The Graph Explorer helps to know the API and is the easiest way to start experimenting with the data available. Proper REST requests can be made and the responses are representative of those encountered programmatically which eliminates surprises and errors during implementation. Authentication for Microsoft Graph is made easier using the Microsoft Authentication Library API, MSAL which acquires an access token.

The best practices include the following:

·        Using least privilege so that the APIs are called only with what permission is necessary.

·        Using the correct permission type based on the scenario which is particularly important for delegated permissions. If the code runs without a signed-in user, it can lead to vulnerability.

·        Configuring the application properly for end-user and administrator experiences.

·        Using multi-tenant applications so that the customer have various application and consent controls in different states.

·        Using Pagination when the responses to the requests made to Microsoft Graph are large and the results must be browsed efficiently.

·        Handling expected errors for robustness and user-convenience. Certain errors are retriable while others need to be translated to the user.

·        Adding members to existing enumerations can break applications. Evolvable enumerations provide a better alternative. They have a common sentinel member called the unknownFutureVaue which demarcates known members that have been defined in the enum initially and unknown members that are added subsequently or will be defined in the future. Members of evolvable enums can be references by their string values.

·        Making calls to Microsoft Graph for real-time data and storing data locally only when required and the terms of use and privacy policy can be upheld.

·        Getting only the minimum amount of data for improving performance, security and privacy.

·        Choosing only the properties that the application needs and no more.

·        Using webhooks to get push notifications when data changes

·        Using delta query to efficiently keep data up to date

·        Using webhooks and delta query together because if only one is used, the right polling interval is required. Using webhook notifications as the trigger to make delta query calls.
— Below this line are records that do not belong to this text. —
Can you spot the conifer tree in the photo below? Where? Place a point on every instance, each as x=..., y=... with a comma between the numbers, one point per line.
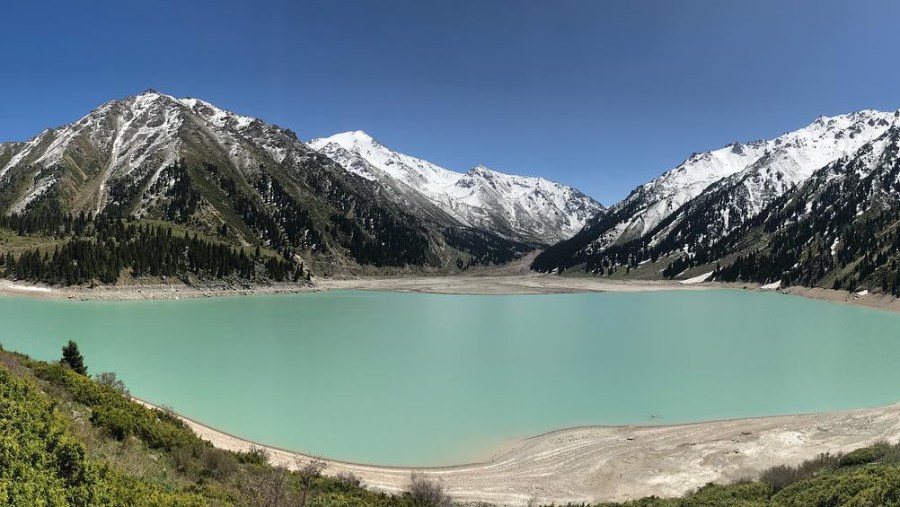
x=73, y=359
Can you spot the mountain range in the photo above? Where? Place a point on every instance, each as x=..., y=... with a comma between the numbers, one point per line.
x=340, y=204
x=816, y=206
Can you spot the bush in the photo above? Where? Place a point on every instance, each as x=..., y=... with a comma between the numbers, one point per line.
x=427, y=493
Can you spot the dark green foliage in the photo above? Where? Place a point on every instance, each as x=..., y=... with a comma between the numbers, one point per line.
x=199, y=473
x=73, y=359
x=113, y=245
x=485, y=249
x=42, y=463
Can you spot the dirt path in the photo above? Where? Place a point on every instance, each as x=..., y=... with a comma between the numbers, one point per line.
x=620, y=463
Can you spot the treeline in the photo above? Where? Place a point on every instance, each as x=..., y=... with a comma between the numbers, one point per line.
x=484, y=249
x=103, y=249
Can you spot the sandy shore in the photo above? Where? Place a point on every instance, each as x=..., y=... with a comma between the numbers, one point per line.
x=139, y=292
x=595, y=464
x=531, y=283
x=518, y=282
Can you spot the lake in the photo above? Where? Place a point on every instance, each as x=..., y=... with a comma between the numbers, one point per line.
x=425, y=379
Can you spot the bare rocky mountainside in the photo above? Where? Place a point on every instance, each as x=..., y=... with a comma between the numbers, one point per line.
x=817, y=207
x=152, y=158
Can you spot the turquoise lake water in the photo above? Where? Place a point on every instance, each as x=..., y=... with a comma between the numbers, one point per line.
x=423, y=379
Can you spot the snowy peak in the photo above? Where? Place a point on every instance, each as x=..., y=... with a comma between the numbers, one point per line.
x=519, y=207
x=762, y=169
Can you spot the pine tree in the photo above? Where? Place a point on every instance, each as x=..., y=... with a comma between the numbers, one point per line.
x=73, y=359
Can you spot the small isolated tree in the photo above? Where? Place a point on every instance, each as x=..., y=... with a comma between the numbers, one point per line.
x=426, y=493
x=307, y=475
x=73, y=359
x=110, y=379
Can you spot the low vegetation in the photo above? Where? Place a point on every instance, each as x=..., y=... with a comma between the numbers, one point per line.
x=67, y=439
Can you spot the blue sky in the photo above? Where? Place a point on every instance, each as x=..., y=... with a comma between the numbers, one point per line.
x=599, y=95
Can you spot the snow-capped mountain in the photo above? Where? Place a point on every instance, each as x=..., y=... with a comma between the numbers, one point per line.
x=153, y=156
x=134, y=139
x=839, y=229
x=755, y=173
x=224, y=175
x=518, y=207
x=711, y=194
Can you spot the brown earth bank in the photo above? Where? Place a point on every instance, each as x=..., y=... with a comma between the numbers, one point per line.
x=594, y=464
x=500, y=281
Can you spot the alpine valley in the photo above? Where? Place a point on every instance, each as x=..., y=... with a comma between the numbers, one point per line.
x=819, y=206
x=155, y=187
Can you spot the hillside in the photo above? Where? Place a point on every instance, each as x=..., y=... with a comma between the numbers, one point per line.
x=73, y=440
x=834, y=226
x=528, y=209
x=237, y=183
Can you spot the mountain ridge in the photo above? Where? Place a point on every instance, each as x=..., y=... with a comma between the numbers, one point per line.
x=525, y=208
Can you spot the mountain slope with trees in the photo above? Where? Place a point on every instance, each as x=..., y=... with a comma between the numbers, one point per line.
x=837, y=228
x=151, y=185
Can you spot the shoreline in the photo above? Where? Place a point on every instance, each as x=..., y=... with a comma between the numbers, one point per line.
x=479, y=284
x=616, y=463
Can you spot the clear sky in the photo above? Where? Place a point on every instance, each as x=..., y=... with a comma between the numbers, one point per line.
x=600, y=95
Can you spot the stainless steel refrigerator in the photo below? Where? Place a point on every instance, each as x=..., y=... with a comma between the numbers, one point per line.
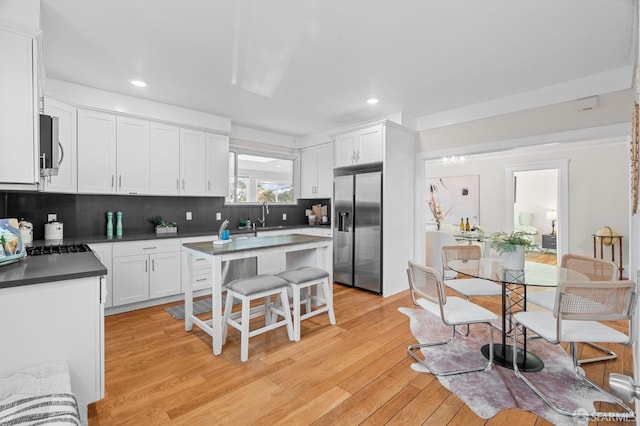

·        Batching which enables optimization of application by combining multiple requests into a single JSON object.

·        Combining individual requests into a single batch can save significant network latency and conserve connection requests.

·        Using and honoring TLS to support all capabilities of Microsoft Graph

·        Opening connections to all advertised DNS answers and generating unique Guid for sending in the HTTP request headers and for logging.

These are some of the considerations towards the best practice in working with Microsoft Graph.